Worries over German banks sink bond issue, hit shares

Deutsche Bank shares hit a record low on Tuesday and state-backed lender NordLB scrapped plans for a 500 million euro ($560 million) bond sale, underlining investor concern about the health of the financial industry in Europe's largest economy.

The decision by NordLB to shelve the bond issue because of a lack of demand came a day after Deutsche, Germany's largest bank with around 100,000 employees, was forced to reassure investors it did not need government support to help meet a potential $14 billion claim from the U.S authorities.

Deutsche Bank shares hit a record low of 10.19 euros and were trading down 3 percent at 10.23 euros by 1200 GMT as investors fretted over the impact of claims it missold mortgage-backed securities.

Squeezed by the European Central Bank's low interest rates, German banks have been seeking ways to boost revenue by passing on costs to corporate customers and increasing fees for retail depositors, but profit margins remain thin in one of Europe's most competitive banking markets.

Banks such as Deutsche are also counting the cost of litigation dating back to their expansion before the financial crisis in 2007-2009. Deutsche has said it will fight the $14 billion demand from the U.S. Department of Justice.

"It seems clear to me that the market assumes now about an $8 billion fine," said one investor in a multi-billion-dollar fund, who declined to be named.

"They would have to sell something or do an equity raise to become investable again," the person said.

German Chancellor Angela Merkel on Tuesday declined direct comment on the bank's situation, saying that she hoped its temporary problems could be properly resolved.

Commerzbank shares also fell on Tuesday on reports Germany's second biggest lender would cut around 9,000 jobs over the next few years and would scrap its 2016 dividend to help offset the cost.

The revamp is expected to cost around 1 billion euros, a person close to the lender's supervisory board told Reuters.

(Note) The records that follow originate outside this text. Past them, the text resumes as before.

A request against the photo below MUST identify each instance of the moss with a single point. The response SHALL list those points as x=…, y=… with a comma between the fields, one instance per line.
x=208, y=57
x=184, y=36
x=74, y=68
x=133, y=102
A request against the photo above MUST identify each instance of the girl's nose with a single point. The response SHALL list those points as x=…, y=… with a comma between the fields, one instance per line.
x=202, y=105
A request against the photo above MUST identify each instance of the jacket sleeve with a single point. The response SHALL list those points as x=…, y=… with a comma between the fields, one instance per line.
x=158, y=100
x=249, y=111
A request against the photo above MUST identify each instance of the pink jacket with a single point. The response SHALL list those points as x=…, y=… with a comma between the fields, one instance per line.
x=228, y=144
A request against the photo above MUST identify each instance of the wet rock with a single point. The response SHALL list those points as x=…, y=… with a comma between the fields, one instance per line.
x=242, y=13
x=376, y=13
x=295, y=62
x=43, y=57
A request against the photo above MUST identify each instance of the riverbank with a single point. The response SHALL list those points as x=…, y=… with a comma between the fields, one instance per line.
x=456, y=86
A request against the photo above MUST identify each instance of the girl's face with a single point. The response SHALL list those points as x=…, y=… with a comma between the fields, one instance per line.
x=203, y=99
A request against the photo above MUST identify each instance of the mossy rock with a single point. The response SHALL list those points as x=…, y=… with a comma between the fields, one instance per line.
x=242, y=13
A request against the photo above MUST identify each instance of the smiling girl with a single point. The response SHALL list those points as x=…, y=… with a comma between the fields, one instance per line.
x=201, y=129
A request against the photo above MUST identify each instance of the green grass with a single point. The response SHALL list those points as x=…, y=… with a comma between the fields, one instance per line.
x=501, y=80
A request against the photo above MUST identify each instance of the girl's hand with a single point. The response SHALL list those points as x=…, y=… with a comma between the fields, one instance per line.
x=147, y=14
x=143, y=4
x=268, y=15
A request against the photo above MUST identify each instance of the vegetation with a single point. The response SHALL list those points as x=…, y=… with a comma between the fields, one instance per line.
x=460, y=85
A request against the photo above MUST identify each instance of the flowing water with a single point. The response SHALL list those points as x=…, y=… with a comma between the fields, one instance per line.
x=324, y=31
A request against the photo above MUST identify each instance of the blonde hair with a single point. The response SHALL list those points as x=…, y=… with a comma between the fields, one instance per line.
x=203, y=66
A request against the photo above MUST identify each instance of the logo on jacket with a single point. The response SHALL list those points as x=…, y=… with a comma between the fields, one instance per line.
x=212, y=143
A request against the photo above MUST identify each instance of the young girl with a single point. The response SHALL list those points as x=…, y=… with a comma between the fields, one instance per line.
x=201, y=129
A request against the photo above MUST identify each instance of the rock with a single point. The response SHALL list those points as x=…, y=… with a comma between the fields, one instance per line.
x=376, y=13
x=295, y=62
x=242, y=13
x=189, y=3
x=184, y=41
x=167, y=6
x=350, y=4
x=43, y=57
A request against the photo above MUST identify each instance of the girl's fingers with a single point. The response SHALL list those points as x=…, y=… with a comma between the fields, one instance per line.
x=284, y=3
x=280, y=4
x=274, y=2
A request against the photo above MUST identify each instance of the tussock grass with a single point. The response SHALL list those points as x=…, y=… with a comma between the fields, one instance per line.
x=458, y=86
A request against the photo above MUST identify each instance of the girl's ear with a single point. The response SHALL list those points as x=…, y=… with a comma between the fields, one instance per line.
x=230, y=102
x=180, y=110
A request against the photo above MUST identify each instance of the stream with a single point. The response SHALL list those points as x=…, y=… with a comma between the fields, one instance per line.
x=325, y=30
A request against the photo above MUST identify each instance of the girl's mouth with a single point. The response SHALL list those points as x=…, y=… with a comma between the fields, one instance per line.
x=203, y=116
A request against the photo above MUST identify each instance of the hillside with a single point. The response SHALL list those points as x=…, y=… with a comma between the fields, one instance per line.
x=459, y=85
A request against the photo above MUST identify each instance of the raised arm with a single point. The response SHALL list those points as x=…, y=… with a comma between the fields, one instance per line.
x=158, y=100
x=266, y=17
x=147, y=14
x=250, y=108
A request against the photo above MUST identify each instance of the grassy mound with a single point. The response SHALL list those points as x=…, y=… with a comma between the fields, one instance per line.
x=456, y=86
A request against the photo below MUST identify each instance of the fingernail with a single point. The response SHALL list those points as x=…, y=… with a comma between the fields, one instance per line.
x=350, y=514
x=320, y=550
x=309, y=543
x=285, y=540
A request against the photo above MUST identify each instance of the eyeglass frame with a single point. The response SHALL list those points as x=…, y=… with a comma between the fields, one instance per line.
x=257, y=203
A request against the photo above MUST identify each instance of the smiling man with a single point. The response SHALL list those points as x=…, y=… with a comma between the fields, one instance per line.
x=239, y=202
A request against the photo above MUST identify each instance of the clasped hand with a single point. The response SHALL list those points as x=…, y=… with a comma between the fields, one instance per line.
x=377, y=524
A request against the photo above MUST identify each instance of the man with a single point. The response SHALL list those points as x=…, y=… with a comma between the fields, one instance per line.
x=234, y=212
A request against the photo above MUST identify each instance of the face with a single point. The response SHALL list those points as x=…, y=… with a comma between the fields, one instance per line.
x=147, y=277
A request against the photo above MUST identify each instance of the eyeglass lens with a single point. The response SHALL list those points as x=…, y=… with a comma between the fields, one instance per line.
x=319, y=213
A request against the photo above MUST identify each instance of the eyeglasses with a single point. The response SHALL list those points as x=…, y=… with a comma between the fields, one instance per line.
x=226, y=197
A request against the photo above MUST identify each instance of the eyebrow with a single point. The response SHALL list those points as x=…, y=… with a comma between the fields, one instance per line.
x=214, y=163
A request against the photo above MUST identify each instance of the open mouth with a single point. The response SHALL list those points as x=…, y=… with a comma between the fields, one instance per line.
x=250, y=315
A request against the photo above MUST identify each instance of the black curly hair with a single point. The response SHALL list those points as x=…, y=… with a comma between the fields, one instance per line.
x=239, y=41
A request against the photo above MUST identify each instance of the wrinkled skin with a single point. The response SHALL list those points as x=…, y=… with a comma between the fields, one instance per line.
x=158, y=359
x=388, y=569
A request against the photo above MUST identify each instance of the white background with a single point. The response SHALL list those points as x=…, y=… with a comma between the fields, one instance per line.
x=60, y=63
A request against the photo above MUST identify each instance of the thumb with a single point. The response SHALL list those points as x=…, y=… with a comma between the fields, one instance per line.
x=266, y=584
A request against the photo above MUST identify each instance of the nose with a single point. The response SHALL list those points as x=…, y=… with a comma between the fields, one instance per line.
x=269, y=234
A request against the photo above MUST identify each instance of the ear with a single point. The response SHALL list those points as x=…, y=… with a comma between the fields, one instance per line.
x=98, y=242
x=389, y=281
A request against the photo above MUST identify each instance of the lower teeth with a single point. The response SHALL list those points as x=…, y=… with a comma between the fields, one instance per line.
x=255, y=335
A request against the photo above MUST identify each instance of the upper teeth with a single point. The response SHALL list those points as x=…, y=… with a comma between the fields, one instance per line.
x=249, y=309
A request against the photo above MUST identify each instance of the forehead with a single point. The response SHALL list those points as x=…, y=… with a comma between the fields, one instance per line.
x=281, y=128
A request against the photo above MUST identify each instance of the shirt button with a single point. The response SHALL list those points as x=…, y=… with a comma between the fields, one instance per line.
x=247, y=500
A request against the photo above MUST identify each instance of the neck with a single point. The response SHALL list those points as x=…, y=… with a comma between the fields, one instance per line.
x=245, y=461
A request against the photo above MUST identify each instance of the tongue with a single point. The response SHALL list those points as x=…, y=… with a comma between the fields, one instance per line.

Chief Executive Martin Zielke is due to present the plan to Commerzbank's supervisory board this week and expects to unveil it publicly on Friday.

Commerzbank's shares were 2.6 percent lower at 1200 GMT, hit by the prospect of no dividend instead of the 20 cents per share expected for 2016, traders said.

Cost cutting is a priority as banks seek to become leaner while mastering the transition to simpler, more digital business models, with the sector as a whole expected to shed many thousands of jobs over the coming years.

"Too many banks are still offering too many products to their clients," said one banking regulator, when asked about prospects for the German banking sector.

Deutsche, Commerzbank and NordLB are among German banks struggling to recoup tens of billions of dollars of loans as a global shipping industry slump hits them hard.